La récente étude, commanditée par le ministère de la culture et intitulée Les
représentations de la culture dans la population française, conduit à un triste
constat : « LA » culture est source de profondes divisions au sein de la population
française. Pire encore, apparaît aujourd’hui une nouvelle forme de prosélytisme
culturel susceptible d’accentuer les divisions au sein de la population française.
Ce texte participe du vaste débat que nous ouvrons, à l’approche des présidentielles,
sur l’acception et le sens du terme « culture » aujourd’hui.
La culture est-elle encore capable de nous rassembler, de favoriser ce « vivre-ensemble »,
partout proclamé, mais si peu vécu concrètement ? On voudrait le croire, à l’image de cette
rencontre nationale organisée par Libération, le lundi 19 septembre dernier, à l’université
catholique de Lyon.
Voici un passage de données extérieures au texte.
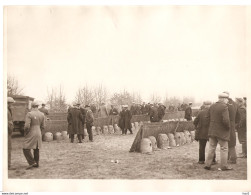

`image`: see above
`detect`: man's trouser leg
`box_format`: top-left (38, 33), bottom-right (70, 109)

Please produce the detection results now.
top-left (206, 137), bottom-right (218, 167)
top-left (86, 124), bottom-right (93, 141)
top-left (23, 149), bottom-right (35, 165)
top-left (218, 139), bottom-right (228, 169)
top-left (33, 144), bottom-right (39, 165)
top-left (199, 139), bottom-right (207, 162)
top-left (8, 135), bottom-right (12, 168)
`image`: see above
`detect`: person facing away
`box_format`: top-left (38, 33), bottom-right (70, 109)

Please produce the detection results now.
top-left (193, 101), bottom-right (216, 164)
top-left (23, 101), bottom-right (45, 169)
top-left (185, 102), bottom-right (192, 121)
top-left (38, 103), bottom-right (49, 116)
top-left (7, 97), bottom-right (16, 170)
top-left (67, 103), bottom-right (84, 143)
top-left (204, 93), bottom-right (233, 171)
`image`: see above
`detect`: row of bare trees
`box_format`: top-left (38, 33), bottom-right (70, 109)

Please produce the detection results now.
top-left (7, 75), bottom-right (195, 112)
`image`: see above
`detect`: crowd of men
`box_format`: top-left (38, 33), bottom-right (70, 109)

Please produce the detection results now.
top-left (194, 92), bottom-right (247, 171)
top-left (8, 92), bottom-right (247, 171)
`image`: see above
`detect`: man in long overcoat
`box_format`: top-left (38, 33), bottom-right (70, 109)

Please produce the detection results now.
top-left (224, 92), bottom-right (239, 164)
top-left (23, 101), bottom-right (45, 169)
top-left (67, 103), bottom-right (84, 143)
top-left (236, 98), bottom-right (247, 158)
top-left (119, 105), bottom-right (133, 135)
top-left (185, 102), bottom-right (192, 121)
top-left (7, 97), bottom-right (16, 170)
top-left (193, 101), bottom-right (216, 164)
top-left (204, 93), bottom-right (232, 171)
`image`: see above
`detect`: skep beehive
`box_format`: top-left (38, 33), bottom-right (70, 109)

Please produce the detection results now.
top-left (108, 125), bottom-right (114, 134)
top-left (174, 132), bottom-right (181, 146)
top-left (157, 134), bottom-right (169, 149)
top-left (180, 132), bottom-right (186, 145)
top-left (53, 132), bottom-right (63, 141)
top-left (167, 133), bottom-right (176, 147)
top-left (184, 130), bottom-right (192, 143)
top-left (103, 125), bottom-right (109, 135)
top-left (140, 138), bottom-right (153, 153)
top-left (61, 131), bottom-right (69, 140)
top-left (148, 136), bottom-right (157, 150)
top-left (43, 132), bottom-right (53, 142)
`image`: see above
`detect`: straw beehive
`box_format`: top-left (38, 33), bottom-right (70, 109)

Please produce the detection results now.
top-left (148, 136), bottom-right (157, 150)
top-left (140, 138), bottom-right (153, 153)
top-left (157, 134), bottom-right (169, 149)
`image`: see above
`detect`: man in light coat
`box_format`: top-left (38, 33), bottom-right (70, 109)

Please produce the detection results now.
top-left (23, 102), bottom-right (45, 169)
top-left (204, 93), bottom-right (232, 171)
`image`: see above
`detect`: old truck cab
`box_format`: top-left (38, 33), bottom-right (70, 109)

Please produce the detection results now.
top-left (10, 95), bottom-right (34, 135)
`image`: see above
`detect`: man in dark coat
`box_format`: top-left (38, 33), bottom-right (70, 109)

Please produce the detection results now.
top-left (109, 105), bottom-right (119, 115)
top-left (119, 105), bottom-right (133, 135)
top-left (185, 102), bottom-right (192, 121)
top-left (157, 103), bottom-right (166, 122)
top-left (223, 92), bottom-right (239, 164)
top-left (85, 105), bottom-right (94, 142)
top-left (141, 102), bottom-right (148, 114)
top-left (7, 97), bottom-right (16, 170)
top-left (149, 105), bottom-right (159, 123)
top-left (236, 98), bottom-right (247, 158)
top-left (204, 93), bottom-right (232, 171)
top-left (67, 103), bottom-right (84, 143)
top-left (193, 101), bottom-right (216, 164)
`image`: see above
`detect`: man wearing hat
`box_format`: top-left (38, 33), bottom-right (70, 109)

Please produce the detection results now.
top-left (67, 103), bottom-right (84, 143)
top-left (23, 101), bottom-right (45, 169)
top-left (185, 102), bottom-right (192, 121)
top-left (120, 105), bottom-right (133, 135)
top-left (236, 98), bottom-right (247, 158)
top-left (38, 103), bottom-right (49, 116)
top-left (85, 105), bottom-right (94, 142)
top-left (204, 93), bottom-right (232, 171)
top-left (193, 101), bottom-right (216, 164)
top-left (7, 97), bottom-right (15, 170)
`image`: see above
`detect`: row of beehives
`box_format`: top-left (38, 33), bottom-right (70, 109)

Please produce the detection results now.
top-left (140, 130), bottom-right (195, 153)
top-left (43, 122), bottom-right (142, 142)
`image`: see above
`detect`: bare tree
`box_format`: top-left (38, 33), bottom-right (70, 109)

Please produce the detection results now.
top-left (7, 75), bottom-right (23, 96)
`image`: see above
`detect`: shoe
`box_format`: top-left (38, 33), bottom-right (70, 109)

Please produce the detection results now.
top-left (26, 163), bottom-right (38, 170)
top-left (204, 166), bottom-right (211, 170)
top-left (8, 167), bottom-right (16, 170)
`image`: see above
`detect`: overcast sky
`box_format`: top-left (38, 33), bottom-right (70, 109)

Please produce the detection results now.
top-left (5, 6), bottom-right (247, 103)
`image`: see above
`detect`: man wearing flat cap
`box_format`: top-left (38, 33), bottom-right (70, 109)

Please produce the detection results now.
top-left (7, 97), bottom-right (15, 170)
top-left (204, 93), bottom-right (232, 171)
top-left (193, 101), bottom-right (216, 164)
top-left (85, 105), bottom-right (94, 142)
top-left (185, 102), bottom-right (192, 121)
top-left (236, 98), bottom-right (247, 158)
top-left (23, 101), bottom-right (45, 169)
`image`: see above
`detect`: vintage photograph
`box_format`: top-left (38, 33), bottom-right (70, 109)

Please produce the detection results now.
top-left (3, 5), bottom-right (251, 191)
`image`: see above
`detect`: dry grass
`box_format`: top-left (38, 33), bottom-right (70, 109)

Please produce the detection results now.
top-left (9, 129), bottom-right (247, 180)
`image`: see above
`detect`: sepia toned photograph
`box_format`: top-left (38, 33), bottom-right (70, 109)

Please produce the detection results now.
top-left (2, 5), bottom-right (251, 191)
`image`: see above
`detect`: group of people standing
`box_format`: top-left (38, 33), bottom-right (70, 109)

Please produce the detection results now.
top-left (194, 92), bottom-right (247, 171)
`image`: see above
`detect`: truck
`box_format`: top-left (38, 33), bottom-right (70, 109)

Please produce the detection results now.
top-left (10, 95), bottom-right (34, 135)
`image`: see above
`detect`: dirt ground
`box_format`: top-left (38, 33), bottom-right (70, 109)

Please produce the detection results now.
top-left (8, 129), bottom-right (247, 180)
Jamais la France n’aura organisé autant de débats, de rencontres,
d’études, etc., sur le sujet. Jamais non plus elle n’aura autant souffert d’une fracture
culturelle qui ne cesse de s’étendre.
La culture renforce une fracture préexistante
Jean-Michel Guy, chercheur au Deps et auteur de l’étude sur Les représentations de la
culture dans la population française, constate qu’une majorité des Français ont « une
conception ouverte et éclectique de la culture », qui s’inspire et dépasse la vision
traditionnelle qu’un tel vocable revêt. À regarder les différentes statistiques de plus près, on
constate néanmoins des fractures de taille.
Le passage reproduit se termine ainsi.